1. Froude Number Similarity: The corresponding speed is found by equating the Froude numbers: \( Fr_s = Fr_m \).
\[ \frac{V_s}{\sqrt{gL_s}} = \frac{V_m}{\sqrt{gL_m}} \implies V_m = V_s \sqrt{\frac{L_m}{L_s}} \] 2. Residuary Resistance Scaling: The coefficient of residuary resistance (\(C_R\)) is assumed to be the same for both the model and the ship at corresponding speeds: \( (C_R)_s = (C_R)_m \).
The resistance is given by \( R = C . \frac{1}{2}\rho S V^2 \), where S is the wetted surface area.

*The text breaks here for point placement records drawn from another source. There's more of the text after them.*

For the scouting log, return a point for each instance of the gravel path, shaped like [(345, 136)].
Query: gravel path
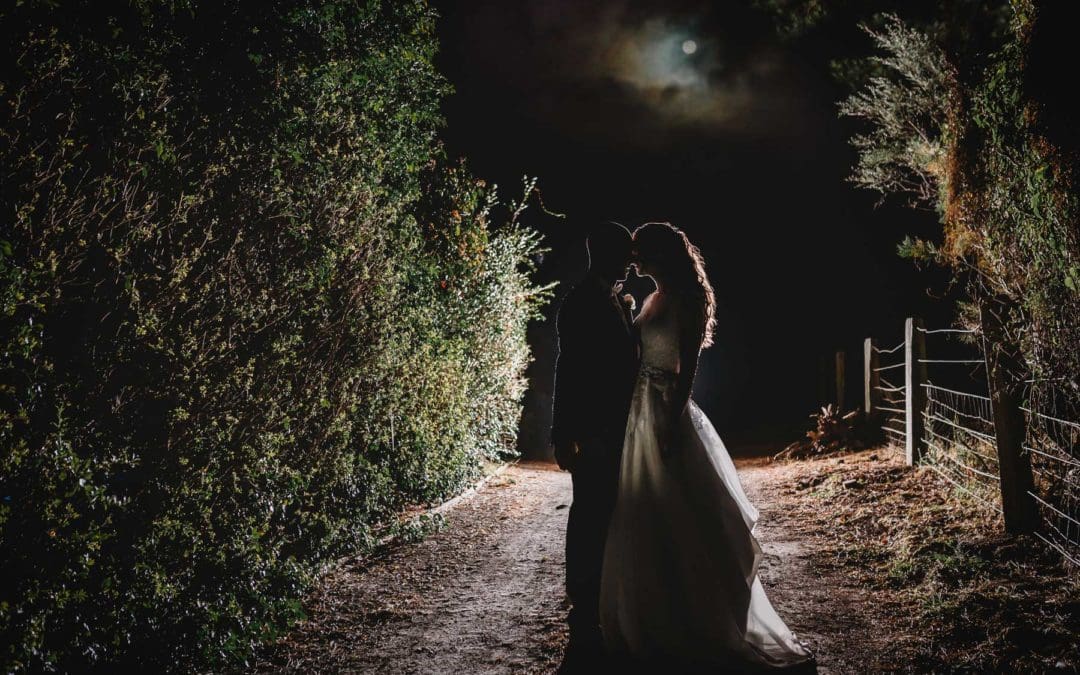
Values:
[(485, 595)]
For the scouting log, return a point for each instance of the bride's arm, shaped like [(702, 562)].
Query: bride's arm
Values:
[(689, 350)]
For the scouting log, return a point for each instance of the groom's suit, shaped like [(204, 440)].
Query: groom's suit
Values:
[(594, 381)]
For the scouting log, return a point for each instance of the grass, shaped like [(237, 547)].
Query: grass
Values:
[(960, 594)]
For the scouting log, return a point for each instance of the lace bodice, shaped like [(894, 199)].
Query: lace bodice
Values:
[(660, 340)]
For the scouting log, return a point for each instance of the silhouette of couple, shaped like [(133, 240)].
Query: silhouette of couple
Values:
[(661, 562)]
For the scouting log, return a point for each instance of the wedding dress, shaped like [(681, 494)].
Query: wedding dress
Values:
[(679, 580)]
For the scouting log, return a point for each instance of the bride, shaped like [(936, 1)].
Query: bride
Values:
[(679, 584)]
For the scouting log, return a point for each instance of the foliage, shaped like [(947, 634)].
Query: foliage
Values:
[(907, 115), (247, 311), (963, 110), (982, 148)]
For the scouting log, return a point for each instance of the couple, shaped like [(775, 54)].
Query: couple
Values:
[(661, 563)]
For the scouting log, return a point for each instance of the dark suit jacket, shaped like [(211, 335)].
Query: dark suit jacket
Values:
[(595, 368)]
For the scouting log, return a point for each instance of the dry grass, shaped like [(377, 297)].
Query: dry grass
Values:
[(952, 590)]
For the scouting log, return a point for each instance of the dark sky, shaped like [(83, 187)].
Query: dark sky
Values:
[(737, 142)]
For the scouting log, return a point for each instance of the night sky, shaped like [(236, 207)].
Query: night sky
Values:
[(696, 113)]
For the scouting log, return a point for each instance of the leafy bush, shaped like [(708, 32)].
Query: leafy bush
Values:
[(247, 311), (975, 138)]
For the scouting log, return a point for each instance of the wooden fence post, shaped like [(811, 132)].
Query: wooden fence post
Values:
[(839, 380), (1014, 463), (915, 399), (872, 379)]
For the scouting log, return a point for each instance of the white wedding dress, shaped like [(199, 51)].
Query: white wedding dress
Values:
[(679, 581)]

So, the ship's residuary resistance is: \[ (R_R)_s = (C_R)_s . \frac{1}{2}\rho_s S_s V_s^2 \] 3. Scaling Wetted Surface Area: For geometrically similar bodies, the ratio of surface areas is the square of the ratio of lengths: \( \frac{S_s}{S_m} = \left(\frac{L_s}{L_m}\right)^2 \).
Step 3: Detailed Calculation:
Part 1: Calculate the model speed
- Ship speed, \(V_s = 25\) knots.
- Ship length, \(L_s = 125\) m.
- Model length, \(L_m = 5.0\) m.
The length scale ratio is \( \lambda = L_s/L_m = 125/5 = 25 \).
\[ V_m = V_s \sqrt{\frac{L_m}{L_s}} = V_s \frac{1}{\sqrt{\lambda}} = 25 \text{ knots} \times \frac{1}{\sqrt{25}} = 25 \times \frac{1}{5} = 5 \text{ knots} \] Rounding to the nearest integer, the model speed is 5 knots.
Part 2: Calculate the ship's residuary resistance
- Model residuary resistance coefficient, \( (C_R)_m = 1.346 \times 10^{-3} \).
- So, \( (C_R)_s = 1.346 \times 10^{-3} \).
- Density of sea water, \( \rho_s = 1025 \) kg/m\(^3\).
- Model wetted surface area, \( S_m = 4 \) m\(^2\).
- Ship speed, \(V_s = 25 \text{ knots} = 25 \times 0.5144 = 12.86 \) m/s.
First, scale the wetted surface area:
\[ S_s = S_m \left(\frac{L_s}{L_m}\right)^2 = 4 \text{ m}^2 \times (25)^2 = 4 \times 625 = 2500 \text{ m}^2 \] Now, calculate the ship's residuary resistance: \[ (R_R)_s = (C_R)_s \times \frac{1}{2} \rho_s S_s V_s^2 \] \[ (R_R)_s = (1.346 \times 10^{-3}) \times \frac{1}{2} \times 1025 \times 2500 \times (12.86)^2 \] \[ (R_R)_s \approx (1.346 \times 10^{-3}) \times 0.5 \times 1025 \times 2500 \times 165.3796 \] \[ (R_R)_s \approx 284567 \text{ N} \] Convert to kN: \[ (R_R)_s = 284.567 \text{ kN} \] Rounding to the nearest integer, the ship's residuary resistance is 285 kN. Step 4: Final Answer:
The ship's residuary resistance is 285 kN and the model speed is 5 knots. This corresponds to option (A).